Nordic CTAs recover in July, trend followers in bad international company on year

Stockholm (HedgeNordic) – Nordic CTAs, as measured by the Nordic Hedge CTA Index (NHX CTA), gained 2.37 percent in July and thereby recovered from recent losses. Year-to-date, the index is still in firm negative territory with losses mounting to 3.64%.

In July, the best performing manager was the Alfa Axiom Fund from Alfakraft, with gains of 8,3 percent, closely followed by Estlander Alpha Trend II (+7,31 percent) and SEB Asset Selection Opportunistic (+5.68 percent). Looking at numbers for the full year reveals a significant dispersion in returns. While long- and medium term systematic trend following strategies have struggled, performance among managers using fundamental inputs and shorter term trading horizons have fared much better. For example, the Systematic Macro Fund from IPM has added 5 percent on the year, and the commodity focused fundamental program MG Commodity is up by almost 9 percent. In the short-term space, Estlander Presto shows gains of 4.5 percent in 2017.

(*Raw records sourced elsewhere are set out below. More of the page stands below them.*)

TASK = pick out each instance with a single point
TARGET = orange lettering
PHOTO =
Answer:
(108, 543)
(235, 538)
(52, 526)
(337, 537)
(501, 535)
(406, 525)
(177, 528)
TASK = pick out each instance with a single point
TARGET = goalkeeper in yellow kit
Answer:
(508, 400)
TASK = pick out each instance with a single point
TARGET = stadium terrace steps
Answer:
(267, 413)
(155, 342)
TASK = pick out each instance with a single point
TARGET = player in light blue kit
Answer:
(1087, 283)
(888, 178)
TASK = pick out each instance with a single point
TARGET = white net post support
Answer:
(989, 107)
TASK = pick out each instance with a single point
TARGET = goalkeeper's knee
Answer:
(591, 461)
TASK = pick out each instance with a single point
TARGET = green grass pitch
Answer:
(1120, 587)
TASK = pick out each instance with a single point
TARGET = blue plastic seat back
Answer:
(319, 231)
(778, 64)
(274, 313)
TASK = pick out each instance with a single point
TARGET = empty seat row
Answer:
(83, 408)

The difficult trading conditions faced by Nordic trend followers is by no means an isolated event. According to a recent article by Reuters headlined “Computer error, top trend following hedge funds lose out in 2017“, big international computer-driven hedge funds such as AQR Capital Management, Aspect Capital and Two Sigma reportedly have lost money in the first seven months of 2017.

Among the biggest losers was AQR Capital Management’s $16 billion managed futures strategy, which lost 6 percent in the first seven months, data compiled by BarclayHedge and reviewed by Reuters revealed. Two Sigma’s Compass Fund, which has $2.5 billion in assets under management, lost 4.4 percent over the same period, while London-based Aspect Capital’s flagship $3.9 billion diversified fund lost 3.4 percent, the data showed.

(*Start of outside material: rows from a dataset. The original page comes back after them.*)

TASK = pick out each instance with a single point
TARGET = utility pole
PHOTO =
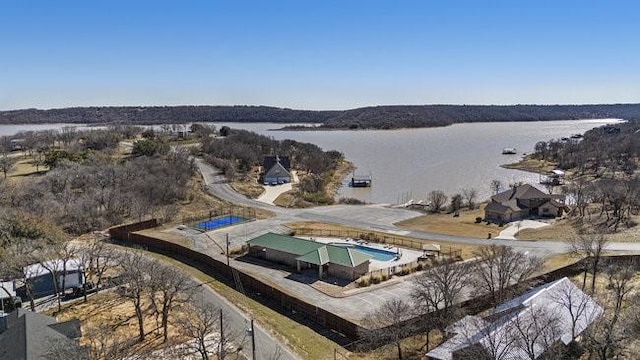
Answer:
(221, 342)
(253, 342)
(227, 249)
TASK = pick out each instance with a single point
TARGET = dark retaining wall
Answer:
(324, 322)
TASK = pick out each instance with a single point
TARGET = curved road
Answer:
(375, 217)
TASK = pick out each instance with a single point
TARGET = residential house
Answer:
(526, 327)
(26, 335)
(521, 202)
(40, 276)
(327, 259)
(276, 170)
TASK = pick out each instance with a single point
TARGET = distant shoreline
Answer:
(377, 118)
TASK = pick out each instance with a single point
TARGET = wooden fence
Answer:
(342, 331)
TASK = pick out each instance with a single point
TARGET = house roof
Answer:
(311, 251)
(277, 170)
(552, 297)
(288, 244)
(271, 160)
(30, 335)
(42, 268)
(501, 208)
(522, 192)
(335, 254)
(431, 247)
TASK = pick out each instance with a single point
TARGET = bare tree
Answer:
(168, 287)
(97, 258)
(575, 303)
(387, 323)
(438, 292)
(620, 276)
(436, 199)
(499, 267)
(485, 341)
(6, 164)
(536, 330)
(590, 246)
(605, 337)
(470, 195)
(205, 326)
(135, 274)
(495, 186)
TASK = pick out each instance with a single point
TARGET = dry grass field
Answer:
(463, 225)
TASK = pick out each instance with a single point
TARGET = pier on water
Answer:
(360, 180)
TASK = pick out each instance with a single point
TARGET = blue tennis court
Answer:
(220, 222)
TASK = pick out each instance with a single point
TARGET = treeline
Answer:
(605, 162)
(163, 115)
(88, 186)
(245, 149)
(378, 117)
(390, 117)
(95, 193)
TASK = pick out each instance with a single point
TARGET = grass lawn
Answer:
(463, 225)
(303, 340)
(565, 229)
(107, 318)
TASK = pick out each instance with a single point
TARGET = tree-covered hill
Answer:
(378, 117)
(163, 115)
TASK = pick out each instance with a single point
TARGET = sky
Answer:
(322, 54)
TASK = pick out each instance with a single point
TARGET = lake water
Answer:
(408, 163)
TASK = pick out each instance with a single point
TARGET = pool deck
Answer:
(408, 255)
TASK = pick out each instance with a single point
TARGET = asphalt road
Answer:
(236, 328)
(375, 217)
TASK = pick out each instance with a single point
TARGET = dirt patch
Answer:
(24, 168)
(335, 182)
(108, 319)
(247, 184)
(565, 229)
(463, 225)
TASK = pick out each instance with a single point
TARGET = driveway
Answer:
(375, 217)
(510, 232)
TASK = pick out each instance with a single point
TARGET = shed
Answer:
(339, 261)
(41, 278)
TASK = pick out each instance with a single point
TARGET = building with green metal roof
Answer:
(339, 261)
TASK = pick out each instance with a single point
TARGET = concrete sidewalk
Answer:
(514, 227)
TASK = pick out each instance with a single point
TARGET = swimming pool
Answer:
(220, 222)
(376, 254)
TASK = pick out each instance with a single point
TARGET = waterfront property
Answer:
(41, 278)
(328, 260)
(219, 222)
(276, 170)
(521, 202)
(361, 180)
(28, 335)
(525, 327)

Winton Capital, the fund set up in 1997 by David Harding, was down 0.8 percent, a source close to the firm told Reuters. And Leda Braga’s Systematica Investments’ BlueTrend, which was founded in January 2015 after spinning out of former hedge fund BlueCrest Capital, was down 6.4 percent.

Among big quant funds bucking the negative trend were Braga’s Systematica Alternative Markets programme, which made gains of 11.2 percent, a source with knowledge of the firm told Reuters. Also successful during the period were the five main trend-following AHL funds run by Man Group, which all delivered returns of between 0.5 percent and 10 percent over the same period, according to its website.

According to a mid-month estimate on the BarclayHedge website, the world’s major systematic hedge funds as measured by the BTOP50 index are again struggling in August being down an estimated 0.5 percent on the month, bringing year-to-date returns to -4.68 percent.